Title: BXQ-350: A novel approach to rebalancing the tumor’s immune response
Abstract Number: 1331
Date: Friday, November 8, 2024
Author: Gilles Tapolsky, PhD, Vice President of Pharmacology, Bexion Pharmaceuticals

The titles of the abstracts are currently available on the SITC (Free SITC Whitepaper) 2024 Abstracts webpage. All posters will be available on the virtual meeting platform beginning November 7, 2024, at 9 AM ET.

About SITC (Free SITC Whitepaper)
The Society for Immunotherapy of Cancer (SITC) (Free SITC Whitepaper) is the world’s leading member-driven organization specifically dedicated to improving cancer patient outcomes by advancing the science and application of cancer immunotherapy.

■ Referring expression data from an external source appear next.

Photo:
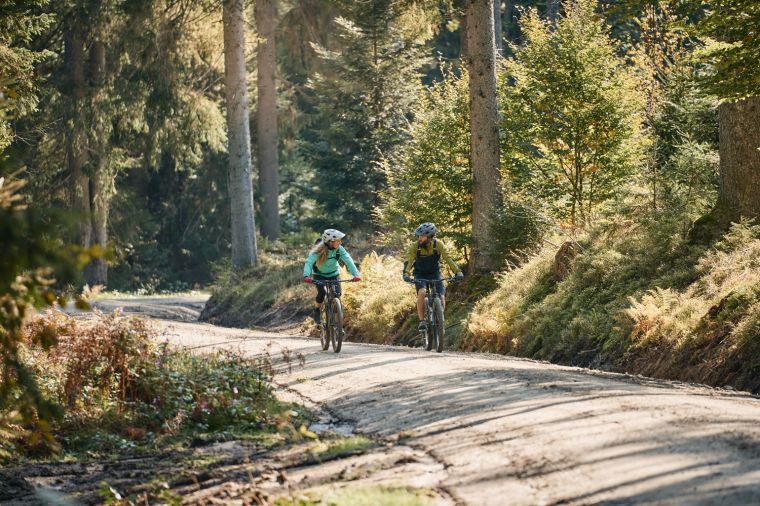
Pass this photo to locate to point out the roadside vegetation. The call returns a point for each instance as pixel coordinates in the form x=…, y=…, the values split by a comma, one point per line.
x=124, y=391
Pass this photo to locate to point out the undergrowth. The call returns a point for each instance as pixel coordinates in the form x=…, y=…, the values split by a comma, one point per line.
x=123, y=391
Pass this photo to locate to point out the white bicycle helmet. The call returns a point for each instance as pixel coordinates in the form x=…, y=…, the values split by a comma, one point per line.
x=427, y=229
x=331, y=234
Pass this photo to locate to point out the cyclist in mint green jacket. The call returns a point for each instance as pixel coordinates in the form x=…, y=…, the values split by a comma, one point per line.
x=322, y=263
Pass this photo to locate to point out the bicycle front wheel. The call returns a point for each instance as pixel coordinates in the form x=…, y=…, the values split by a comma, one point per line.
x=440, y=329
x=324, y=329
x=337, y=325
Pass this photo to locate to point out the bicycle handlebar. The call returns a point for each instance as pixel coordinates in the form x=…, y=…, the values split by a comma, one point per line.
x=416, y=280
x=331, y=281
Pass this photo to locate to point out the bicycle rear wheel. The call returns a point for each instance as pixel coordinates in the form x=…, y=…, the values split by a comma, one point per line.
x=440, y=329
x=337, y=325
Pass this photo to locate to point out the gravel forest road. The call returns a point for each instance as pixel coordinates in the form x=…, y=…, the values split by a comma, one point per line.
x=502, y=430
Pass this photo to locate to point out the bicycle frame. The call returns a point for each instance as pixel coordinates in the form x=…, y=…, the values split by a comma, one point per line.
x=431, y=294
x=328, y=330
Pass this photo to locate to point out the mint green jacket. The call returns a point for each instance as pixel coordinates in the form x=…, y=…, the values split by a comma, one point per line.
x=330, y=268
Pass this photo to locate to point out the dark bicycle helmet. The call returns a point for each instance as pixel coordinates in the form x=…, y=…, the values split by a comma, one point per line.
x=427, y=229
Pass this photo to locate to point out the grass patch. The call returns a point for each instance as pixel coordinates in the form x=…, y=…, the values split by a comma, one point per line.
x=641, y=299
x=336, y=448
x=271, y=294
x=364, y=496
x=123, y=392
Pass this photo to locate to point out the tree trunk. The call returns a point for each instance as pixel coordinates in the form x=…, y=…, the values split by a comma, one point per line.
x=101, y=181
x=739, y=124
x=76, y=152
x=484, y=130
x=463, y=37
x=238, y=137
x=552, y=10
x=266, y=119
x=497, y=26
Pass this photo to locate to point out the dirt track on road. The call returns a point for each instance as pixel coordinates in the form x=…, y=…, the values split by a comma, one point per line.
x=512, y=431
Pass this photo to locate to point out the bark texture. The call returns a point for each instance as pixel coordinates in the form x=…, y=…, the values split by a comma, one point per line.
x=239, y=137
x=76, y=152
x=497, y=26
x=102, y=178
x=739, y=124
x=266, y=118
x=481, y=62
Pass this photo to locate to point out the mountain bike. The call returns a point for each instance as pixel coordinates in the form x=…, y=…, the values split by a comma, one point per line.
x=436, y=330
x=331, y=330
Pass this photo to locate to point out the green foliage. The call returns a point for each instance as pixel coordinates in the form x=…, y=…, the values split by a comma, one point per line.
x=572, y=113
x=125, y=391
x=432, y=180
x=30, y=260
x=272, y=292
x=341, y=447
x=377, y=307
x=733, y=47
x=363, y=101
x=20, y=22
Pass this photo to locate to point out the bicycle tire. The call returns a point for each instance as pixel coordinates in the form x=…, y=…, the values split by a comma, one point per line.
x=440, y=328
x=337, y=325
x=429, y=332
x=324, y=331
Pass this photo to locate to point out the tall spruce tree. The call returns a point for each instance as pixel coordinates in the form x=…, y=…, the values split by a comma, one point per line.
x=363, y=100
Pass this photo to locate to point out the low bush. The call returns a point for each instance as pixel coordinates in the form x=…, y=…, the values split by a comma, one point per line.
x=123, y=389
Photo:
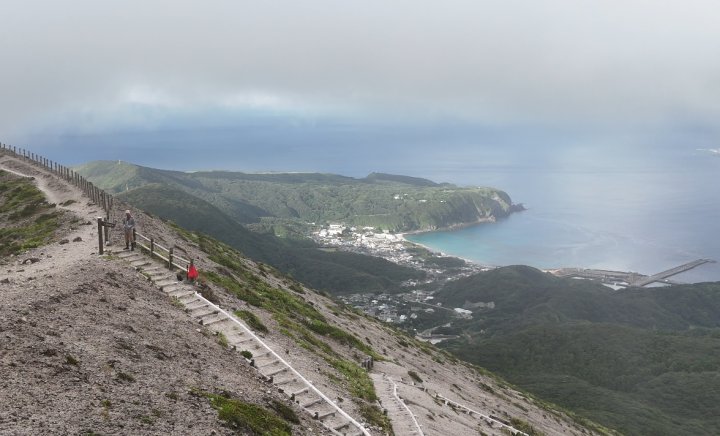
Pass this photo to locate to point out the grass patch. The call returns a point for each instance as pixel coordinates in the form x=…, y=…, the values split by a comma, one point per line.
x=244, y=416
x=413, y=375
x=70, y=360
x=252, y=320
x=525, y=427
x=358, y=379
x=284, y=411
x=222, y=340
x=26, y=220
x=374, y=416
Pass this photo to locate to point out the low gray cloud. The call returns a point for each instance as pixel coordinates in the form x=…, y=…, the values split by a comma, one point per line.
x=551, y=62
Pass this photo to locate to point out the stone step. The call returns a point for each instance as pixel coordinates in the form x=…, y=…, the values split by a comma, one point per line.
x=314, y=402
x=197, y=305
x=341, y=426
x=190, y=299
x=124, y=254
x=276, y=372
x=178, y=291
x=203, y=311
x=210, y=321
x=162, y=283
x=172, y=288
x=323, y=416
x=140, y=262
x=184, y=295
x=286, y=381
x=195, y=308
x=263, y=355
x=266, y=364
x=160, y=275
x=301, y=391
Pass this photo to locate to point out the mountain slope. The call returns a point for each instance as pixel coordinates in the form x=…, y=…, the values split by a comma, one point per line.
x=89, y=346
x=336, y=272
x=398, y=203
x=644, y=361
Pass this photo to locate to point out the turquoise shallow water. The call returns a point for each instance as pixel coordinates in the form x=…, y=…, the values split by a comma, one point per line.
x=630, y=217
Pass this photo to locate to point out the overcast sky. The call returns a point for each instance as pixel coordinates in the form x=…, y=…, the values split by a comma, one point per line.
x=98, y=65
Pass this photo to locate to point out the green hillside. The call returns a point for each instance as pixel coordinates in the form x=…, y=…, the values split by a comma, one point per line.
x=644, y=361
x=26, y=219
x=397, y=203
x=334, y=272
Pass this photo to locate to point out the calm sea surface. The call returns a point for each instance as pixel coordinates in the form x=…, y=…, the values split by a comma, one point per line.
x=629, y=212
x=626, y=203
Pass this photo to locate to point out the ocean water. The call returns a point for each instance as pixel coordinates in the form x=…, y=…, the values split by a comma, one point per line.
x=632, y=202
x=640, y=210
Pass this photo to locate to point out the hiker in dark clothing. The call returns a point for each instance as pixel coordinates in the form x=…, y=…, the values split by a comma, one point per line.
x=128, y=226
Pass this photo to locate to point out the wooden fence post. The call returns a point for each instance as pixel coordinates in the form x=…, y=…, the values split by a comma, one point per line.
x=100, y=226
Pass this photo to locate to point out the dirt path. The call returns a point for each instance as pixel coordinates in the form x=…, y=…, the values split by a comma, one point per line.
x=81, y=237
x=402, y=421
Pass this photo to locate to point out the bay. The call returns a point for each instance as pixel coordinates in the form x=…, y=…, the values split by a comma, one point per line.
x=633, y=212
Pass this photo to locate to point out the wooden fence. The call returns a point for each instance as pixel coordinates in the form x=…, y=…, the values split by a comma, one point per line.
x=94, y=193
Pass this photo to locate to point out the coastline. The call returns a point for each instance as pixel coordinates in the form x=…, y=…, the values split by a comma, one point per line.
x=402, y=237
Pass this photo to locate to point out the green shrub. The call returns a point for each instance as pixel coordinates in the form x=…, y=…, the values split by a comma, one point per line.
x=252, y=320
x=249, y=417
x=413, y=375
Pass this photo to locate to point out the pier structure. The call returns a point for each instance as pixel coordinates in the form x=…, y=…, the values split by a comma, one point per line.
x=661, y=276
x=629, y=278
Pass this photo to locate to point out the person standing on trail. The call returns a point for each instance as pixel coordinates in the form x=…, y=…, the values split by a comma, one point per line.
x=128, y=226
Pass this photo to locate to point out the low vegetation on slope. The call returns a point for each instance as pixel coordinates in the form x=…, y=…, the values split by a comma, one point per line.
x=336, y=273
x=296, y=318
x=644, y=361
x=26, y=219
x=397, y=203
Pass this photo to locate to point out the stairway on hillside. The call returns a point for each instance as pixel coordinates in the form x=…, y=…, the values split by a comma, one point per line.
x=240, y=337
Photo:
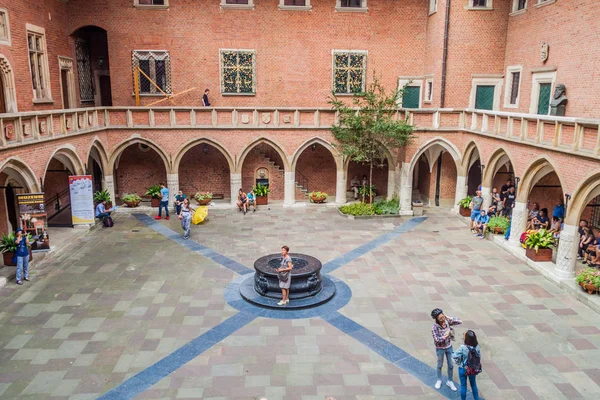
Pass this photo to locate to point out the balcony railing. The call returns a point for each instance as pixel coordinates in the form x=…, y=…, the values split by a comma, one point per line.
x=573, y=135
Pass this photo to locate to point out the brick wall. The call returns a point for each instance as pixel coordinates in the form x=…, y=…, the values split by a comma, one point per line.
x=204, y=172
x=138, y=170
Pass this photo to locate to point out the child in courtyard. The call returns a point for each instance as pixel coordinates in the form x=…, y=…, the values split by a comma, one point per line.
x=443, y=334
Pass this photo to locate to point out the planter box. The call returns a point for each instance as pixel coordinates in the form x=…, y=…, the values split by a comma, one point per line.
x=465, y=212
x=7, y=258
x=262, y=200
x=542, y=255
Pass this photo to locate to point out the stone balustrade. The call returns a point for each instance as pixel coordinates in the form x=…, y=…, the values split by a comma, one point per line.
x=566, y=134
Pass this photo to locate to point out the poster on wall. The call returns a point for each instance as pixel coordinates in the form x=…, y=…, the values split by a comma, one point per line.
x=34, y=220
x=82, y=199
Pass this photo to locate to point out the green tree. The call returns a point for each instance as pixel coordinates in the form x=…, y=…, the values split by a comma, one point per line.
x=369, y=125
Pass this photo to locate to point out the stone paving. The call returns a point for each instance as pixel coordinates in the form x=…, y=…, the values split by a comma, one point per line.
x=127, y=297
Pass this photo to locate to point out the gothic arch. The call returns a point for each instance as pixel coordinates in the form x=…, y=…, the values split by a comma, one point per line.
x=8, y=83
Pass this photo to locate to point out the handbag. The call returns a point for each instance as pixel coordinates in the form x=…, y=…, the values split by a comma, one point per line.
x=283, y=276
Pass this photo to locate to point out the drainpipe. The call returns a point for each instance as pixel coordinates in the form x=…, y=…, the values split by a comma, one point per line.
x=445, y=55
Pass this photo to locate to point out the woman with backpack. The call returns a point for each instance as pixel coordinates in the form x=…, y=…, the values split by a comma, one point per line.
x=468, y=359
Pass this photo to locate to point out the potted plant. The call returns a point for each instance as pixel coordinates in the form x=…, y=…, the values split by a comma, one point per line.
x=366, y=192
x=498, y=224
x=132, y=200
x=8, y=247
x=318, y=197
x=539, y=245
x=154, y=193
x=589, y=280
x=465, y=206
x=203, y=198
x=103, y=195
x=262, y=194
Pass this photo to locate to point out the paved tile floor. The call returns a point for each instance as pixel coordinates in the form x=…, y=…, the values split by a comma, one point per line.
x=127, y=297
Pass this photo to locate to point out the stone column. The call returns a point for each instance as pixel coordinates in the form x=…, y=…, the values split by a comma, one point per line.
x=340, y=187
x=567, y=252
x=109, y=184
x=289, y=195
x=173, y=186
x=461, y=192
x=235, y=183
x=486, y=193
x=517, y=225
x=405, y=190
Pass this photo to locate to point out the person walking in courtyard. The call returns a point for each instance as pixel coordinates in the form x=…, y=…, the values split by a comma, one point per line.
x=179, y=201
x=164, y=202
x=185, y=215
x=443, y=334
x=468, y=359
x=284, y=273
x=22, y=256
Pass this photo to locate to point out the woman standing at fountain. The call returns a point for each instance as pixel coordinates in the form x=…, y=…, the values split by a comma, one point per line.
x=284, y=273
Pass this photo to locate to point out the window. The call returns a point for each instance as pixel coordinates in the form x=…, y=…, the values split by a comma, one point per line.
x=242, y=4
x=4, y=28
x=151, y=3
x=238, y=72
x=428, y=90
x=301, y=5
x=513, y=85
x=38, y=64
x=349, y=69
x=155, y=71
x=351, y=5
x=432, y=6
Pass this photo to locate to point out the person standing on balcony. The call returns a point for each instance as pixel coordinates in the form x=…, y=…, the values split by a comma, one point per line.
x=205, y=101
x=164, y=202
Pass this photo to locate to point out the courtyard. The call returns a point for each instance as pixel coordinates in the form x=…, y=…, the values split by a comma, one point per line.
x=134, y=311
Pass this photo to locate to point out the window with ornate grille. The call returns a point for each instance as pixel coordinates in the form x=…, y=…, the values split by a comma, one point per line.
x=155, y=71
x=238, y=71
x=84, y=71
x=38, y=64
x=349, y=72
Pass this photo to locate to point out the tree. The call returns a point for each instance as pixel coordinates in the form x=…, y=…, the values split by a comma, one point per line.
x=369, y=126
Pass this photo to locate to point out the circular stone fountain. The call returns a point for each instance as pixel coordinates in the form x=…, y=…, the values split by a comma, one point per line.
x=308, y=287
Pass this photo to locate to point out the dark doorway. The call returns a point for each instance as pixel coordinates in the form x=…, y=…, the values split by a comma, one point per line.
x=105, y=93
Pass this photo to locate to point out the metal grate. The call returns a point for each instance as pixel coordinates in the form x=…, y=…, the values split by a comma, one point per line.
x=84, y=71
x=157, y=66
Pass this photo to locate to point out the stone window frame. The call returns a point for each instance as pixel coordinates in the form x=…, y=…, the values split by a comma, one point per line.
x=428, y=94
x=249, y=6
x=515, y=5
x=538, y=77
x=433, y=6
x=365, y=53
x=489, y=5
x=136, y=3
x=509, y=84
x=487, y=80
x=46, y=95
x=254, y=76
x=153, y=91
x=306, y=7
x=411, y=81
x=5, y=37
x=362, y=8
x=543, y=3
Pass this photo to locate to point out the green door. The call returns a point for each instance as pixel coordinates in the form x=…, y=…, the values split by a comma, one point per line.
x=544, y=98
x=411, y=96
x=484, y=97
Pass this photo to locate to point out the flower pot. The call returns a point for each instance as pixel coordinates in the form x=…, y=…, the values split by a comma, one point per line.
x=542, y=255
x=465, y=212
x=262, y=200
x=8, y=256
x=204, y=202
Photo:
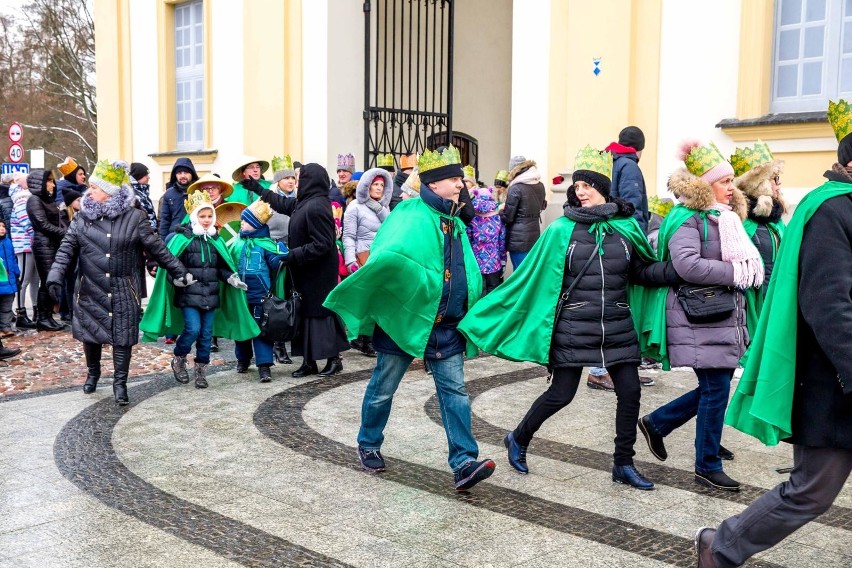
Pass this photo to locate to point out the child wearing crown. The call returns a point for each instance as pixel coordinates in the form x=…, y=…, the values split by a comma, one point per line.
x=215, y=304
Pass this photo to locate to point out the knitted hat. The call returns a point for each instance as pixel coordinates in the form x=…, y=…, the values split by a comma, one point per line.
x=435, y=166
x=256, y=214
x=346, y=162
x=110, y=177
x=67, y=167
x=138, y=170
x=632, y=136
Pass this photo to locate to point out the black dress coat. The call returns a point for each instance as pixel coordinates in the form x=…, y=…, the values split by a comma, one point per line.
x=108, y=239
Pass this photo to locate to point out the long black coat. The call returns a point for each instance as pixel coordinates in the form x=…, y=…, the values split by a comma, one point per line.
x=108, y=241
x=313, y=253
x=48, y=228
x=822, y=413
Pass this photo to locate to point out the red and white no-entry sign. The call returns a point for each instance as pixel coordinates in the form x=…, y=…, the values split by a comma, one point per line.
x=16, y=132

Currently, SITC (Free SITC Whitepaper) has more than 4,500 members who represent over 35 medical specialties in 63 countries around the world. Through emphasis on high-caliber scientific meetings; dedication to education and outreach activities; focus on initiatives of major importance in the field; and commitment to collaborations with like-minded domestic and international organizations, government and regulatory agencies, associations and patient advocacy groups, SITC (Free SITC Whitepaper) brings together all aspects of the cancer immunology and immunotherapy community.

About BXQ-350
Bexion’s lead drug candidate is BXQ-350, a first-in-class biologic containing the multifunctional, sphingolipid activator protein, Saposin C, and a phospholipid. Multiple Phase 1 clinical trials in adult and pediatric patients have demonstrated a robust safety profile for BXQ-350 with evidence of single agent activity across multiple solid tumor types. Additionally, other clinical and non-clinical data suggest BXQ-350 has activity in chemotherapy-induced peripheral neuropathy, an area of high unmet medical need in patients treated with oxaliplatin and other chemotoxic agents.